Many took to the comments and gave advice on how to fix the situation. One of the comments by u/Purple_Bishop2 reads, "How about just being straightforward - 'yes, Robbie and I are best friends, but now that we are married I would prefer that you refer to me as his wife as I treasure our relationship, thank you.'" u/Dazzling-Produce7285 commented, "Grab MIL hand, heave a big, wry, sigh 'Yes MIL, but remember that big party we had? Your son looked very handsome in black, I was in white, the whole family was there, we had cake and danced. You remember, don’t you? That’s called a WEDDING, we are HUSBAND and WIFE.' Pronounce capitalized words very slowly and clearly and pat MIL’s hand tenderly to punctuate sentences as needed." u/Assiqtaq added, "Or just add 'and his wife!' at the end in a chipper and cheerful voice. Then if questioned OOP, you can just say, 'I'm his best friend and his wife, and proud to be both!'"
In an update, she shared how things worsened when she and her husband were invited to his parents' home for dinner. On that day, the couple discovered that the family had actually placed a bet on their relationship regarding how long their marriage would last. The father-in-law bet that they would stay together, while the mother-in-law bet on less than one year, and the sister-in-law bet on less than six months. "Apparently, there was a cash prize involved. I don't really want to know how much it was," she wrote. "FIL admitted that he believes the whole 'best friend' moniker was a way to get under my skin and cause doubts about my relationship with Robbie and his family."
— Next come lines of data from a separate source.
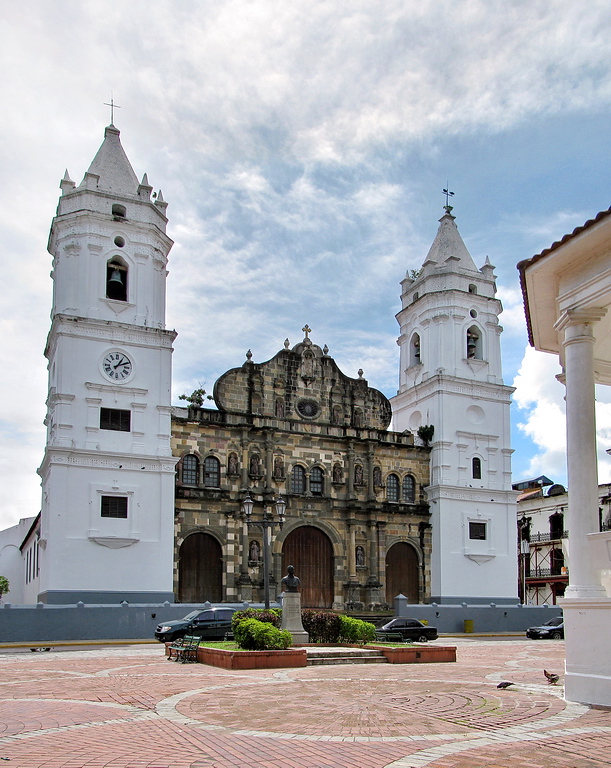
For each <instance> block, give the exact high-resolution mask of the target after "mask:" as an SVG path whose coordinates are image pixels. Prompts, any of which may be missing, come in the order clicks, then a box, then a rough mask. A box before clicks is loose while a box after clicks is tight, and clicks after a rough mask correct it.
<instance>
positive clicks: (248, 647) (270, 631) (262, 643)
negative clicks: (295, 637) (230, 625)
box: [233, 618, 293, 651]
mask: <svg viewBox="0 0 611 768" xmlns="http://www.w3.org/2000/svg"><path fill="white" fill-rule="evenodd" d="M233 632H234V635H235V639H236V642H237V644H238V645H239V646H240V648H244V650H246V651H283V650H285V649H286V648H290V647H291V645H292V643H293V638H292V637H291V633H290V632H288V631H287V630H286V629H284V630H283V629H277V628H276V627H274V625H273V624H271V623H270V622H268V621H258V620H257V619H252V618H251V619H249V618H245V619H243V620H242V621H238V622H236V625H235V627H234V630H233Z"/></svg>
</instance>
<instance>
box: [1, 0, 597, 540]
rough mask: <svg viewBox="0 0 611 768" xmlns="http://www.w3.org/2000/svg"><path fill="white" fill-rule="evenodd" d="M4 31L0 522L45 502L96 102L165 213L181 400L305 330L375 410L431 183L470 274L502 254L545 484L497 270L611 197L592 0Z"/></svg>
mask: <svg viewBox="0 0 611 768" xmlns="http://www.w3.org/2000/svg"><path fill="white" fill-rule="evenodd" d="M3 22H4V23H3V28H2V33H1V34H2V45H1V46H0V62H1V64H2V71H3V73H4V77H3V79H2V86H1V88H2V112H3V119H2V121H1V122H0V139H1V141H0V178H1V179H2V181H3V195H2V205H1V206H0V222H1V224H0V226H1V232H2V239H1V242H2V246H3V251H4V258H3V266H4V280H3V287H4V290H3V292H2V313H1V315H0V322H1V323H2V327H3V334H2V338H3V345H2V352H1V364H2V371H3V375H2V377H1V380H0V383H1V392H0V396H1V399H0V402H1V403H2V406H1V407H2V411H1V414H0V416H1V418H0V429H1V442H0V475H1V480H2V482H1V483H0V526H6V525H10V524H13V523H15V522H16V521H17V520H18V519H19V518H20V517H25V516H29V515H34V514H36V513H37V512H38V509H39V504H40V498H39V497H40V488H39V483H38V477H37V475H36V468H37V466H38V465H39V464H40V461H41V459H42V455H43V450H44V440H45V434H44V427H43V424H42V421H43V418H44V413H45V405H44V401H45V396H46V360H45V358H44V357H43V350H44V346H45V339H46V334H47V332H48V327H49V311H50V306H51V291H52V286H51V280H50V278H49V271H50V265H51V257H50V256H49V254H48V253H47V252H46V245H47V238H48V231H49V226H50V223H51V219H52V217H53V214H54V212H55V207H56V205H57V199H58V196H59V188H58V184H59V181H60V179H61V177H62V176H63V173H64V170H65V169H66V168H68V170H69V172H70V174H71V176H72V178H73V179H74V180H75V181H76V182H77V183H78V182H80V180H81V179H82V176H83V173H84V172H85V171H86V170H87V167H88V166H89V164H90V162H91V160H92V159H93V156H94V155H95V152H96V151H97V149H98V147H99V145H100V144H101V142H102V139H103V132H104V126H105V125H107V124H108V123H109V121H110V115H109V110H108V107H106V106H104V102H108V101H109V100H110V97H111V94H112V96H113V98H114V100H115V102H116V103H117V104H118V105H120V109H117V110H116V112H115V124H116V125H117V127H118V128H119V129H120V130H121V140H122V143H123V146H124V148H125V150H126V152H127V154H128V156H129V158H130V160H131V162H132V165H133V167H134V169H135V171H136V173H137V175H138V176H139V177H140V176H141V175H142V174H143V173H144V172H145V171H146V172H147V173H148V175H149V180H150V183H151V184H152V185H153V186H154V187H155V189H156V190H158V189H159V188H161V189H162V190H163V195H164V197H165V199H166V200H167V201H168V202H169V208H168V216H169V218H170V224H169V234H170V236H171V237H172V238H173V239H174V241H175V243H176V244H175V246H174V248H173V249H172V252H171V254H170V259H171V261H170V277H169V279H168V327H173V328H176V329H177V331H178V332H179V336H178V339H177V341H176V345H175V353H174V398H175V402H178V401H177V399H176V398H177V397H178V395H179V394H181V393H183V392H190V391H191V390H192V389H194V388H196V387H197V386H199V385H200V384H203V385H204V386H205V387H206V388H207V389H208V391H211V389H212V385H213V384H214V381H215V379H216V378H217V377H218V376H219V375H220V374H221V373H222V372H223V371H225V370H226V369H228V368H230V367H233V366H235V365H239V364H241V362H242V361H243V360H244V359H245V358H244V354H245V352H246V350H247V349H249V348H250V349H252V351H253V359H254V360H255V361H263V360H266V359H268V358H269V357H271V356H272V355H273V354H275V352H276V351H278V349H280V348H281V347H282V345H283V341H284V339H285V338H286V337H288V338H289V339H290V340H291V343H292V344H293V343H296V342H297V341H299V340H300V338H301V337H302V333H301V328H302V327H303V325H304V324H305V323H309V325H310V326H311V327H312V329H313V334H312V338H313V340H314V341H315V342H316V343H318V344H320V345H321V346H322V345H323V344H325V343H326V344H328V345H329V347H330V353H331V354H332V355H333V356H334V357H335V358H336V360H337V361H338V363H339V364H340V366H341V367H342V369H343V370H344V372H345V373H347V374H348V375H350V376H355V375H356V372H357V370H358V368H360V367H362V368H363V369H364V371H365V376H366V378H367V379H368V380H369V383H370V384H371V385H372V386H375V387H377V388H379V389H381V390H382V391H383V392H384V393H385V394H387V395H388V396H392V395H393V394H394V393H395V392H396V388H397V382H398V348H397V346H396V343H395V340H396V337H397V330H398V327H397V325H396V321H395V319H394V315H395V313H396V312H397V311H398V310H399V308H400V301H399V293H400V287H399V282H400V280H401V279H402V278H403V276H404V274H405V272H406V270H407V269H417V268H418V267H420V265H421V263H422V261H423V260H424V257H425V255H426V253H427V250H428V248H429V246H430V244H431V242H432V241H433V239H434V237H435V233H436V231H437V226H438V225H437V220H438V219H439V217H440V216H441V214H442V213H443V210H442V206H443V203H444V198H443V195H442V189H443V188H444V187H445V186H446V183H449V185H450V189H451V190H453V191H454V192H455V197H454V200H453V203H454V211H453V213H454V214H455V215H456V217H457V218H456V221H457V224H458V227H459V230H460V232H461V234H462V236H463V239H464V240H465V243H466V245H467V247H468V249H469V251H470V252H471V255H472V256H473V258H474V260H475V263H476V264H477V265H478V266H481V265H482V264H483V263H484V260H485V257H486V256H488V257H489V258H490V260H491V262H492V263H493V264H494V265H495V266H496V274H497V276H498V289H499V296H500V298H501V300H502V302H503V305H504V307H505V311H504V313H503V315H502V316H501V322H502V325H503V326H504V328H505V332H504V334H503V364H504V378H505V382H506V383H507V384H513V385H514V386H516V387H517V389H516V393H515V396H514V405H513V406H512V424H513V447H514V448H515V454H514V462H513V466H514V478H515V479H520V478H524V477H528V476H533V475H537V474H541V473H545V474H547V475H549V476H550V477H552V478H553V479H554V480H557V481H560V482H563V481H564V480H565V457H564V422H563V400H562V398H563V388H562V386H561V385H560V384H558V383H557V382H556V380H555V378H554V377H555V375H556V373H558V371H559V369H558V365H557V361H556V359H555V358H554V357H552V356H549V355H543V354H540V353H537V352H534V351H533V350H531V349H527V339H526V332H525V324H524V315H523V309H522V303H521V297H520V292H519V285H518V274H517V270H516V264H517V262H518V261H520V260H522V259H525V258H528V257H530V256H532V255H534V254H536V253H538V252H540V251H541V250H542V249H543V248H545V247H547V246H549V245H550V244H551V243H552V242H553V241H554V240H557V239H559V238H560V237H561V236H562V235H564V234H566V233H567V232H570V231H571V230H572V229H573V228H574V227H576V226H578V225H580V224H583V223H584V222H585V221H586V220H587V219H589V218H591V217H592V216H593V215H595V214H596V213H598V212H599V211H601V210H603V209H606V208H608V207H609V205H611V194H610V189H609V187H610V179H611V174H610V172H609V157H610V156H611V130H610V125H611V121H610V117H611V5H610V4H609V3H608V0H589V2H588V4H587V12H584V5H583V4H582V3H578V2H575V0H505V1H504V2H502V3H500V2H499V3H492V2H489V0H455V1H454V2H453V3H439V2H432V0H379V2H376V3H372V2H371V0H351V2H343V1H342V0H291V2H280V0H197V1H195V0H180V2H179V1H178V0H174V2H170V1H169V0H156V2H155V3H151V2H148V1H147V0H130V2H129V3H108V2H98V1H95V0H55V2H53V3H49V2H48V0H25V1H24V2H23V3H20V4H17V3H7V4H5V5H4V7H3ZM600 397H601V402H600V404H599V411H598V416H599V432H600V438H601V441H600V443H601V463H600V468H599V469H600V479H601V481H610V480H611V468H610V466H609V457H608V456H606V454H605V453H604V449H605V448H607V447H610V446H611V397H610V395H609V393H608V392H606V391H602V392H601V393H600Z"/></svg>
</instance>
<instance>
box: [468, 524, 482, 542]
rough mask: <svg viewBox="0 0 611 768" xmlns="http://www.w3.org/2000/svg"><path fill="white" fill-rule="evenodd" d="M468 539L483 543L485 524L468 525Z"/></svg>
mask: <svg viewBox="0 0 611 768" xmlns="http://www.w3.org/2000/svg"><path fill="white" fill-rule="evenodd" d="M469 538H470V539H478V540H479V541H485V539H486V523H469Z"/></svg>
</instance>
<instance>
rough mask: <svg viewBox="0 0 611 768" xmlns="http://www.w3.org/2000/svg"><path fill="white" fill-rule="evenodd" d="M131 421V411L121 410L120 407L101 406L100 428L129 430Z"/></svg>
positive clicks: (116, 429) (126, 430) (101, 428)
mask: <svg viewBox="0 0 611 768" xmlns="http://www.w3.org/2000/svg"><path fill="white" fill-rule="evenodd" d="M131 421H132V413H131V411H121V410H119V409H118V408H100V429H113V430H115V431H117V432H129V431H130V430H131Z"/></svg>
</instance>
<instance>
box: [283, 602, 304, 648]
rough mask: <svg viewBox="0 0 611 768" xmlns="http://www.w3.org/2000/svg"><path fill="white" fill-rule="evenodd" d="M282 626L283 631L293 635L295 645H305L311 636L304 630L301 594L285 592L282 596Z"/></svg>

Many took to this post and talked about how messed up it was to treat one's son's marriage like this. "While the way they're treating you is abhorrent and not something I would do to a stranger or even someone I dislike, it's a whole nother level of messed up to try to sabotage their son's/brother's marriage on purpose. What kind of monster actively tries to wreck their family member's life to win a bet? Gross," read one comment by u/Myaseline, while u/peakerforlife wrote, "This. Family therapy only works if everybody wants it to work. They don't want to have a good relationship with OP, or for their marriage to succeed, so it won't work. Let your husband take the lead on this one, OP."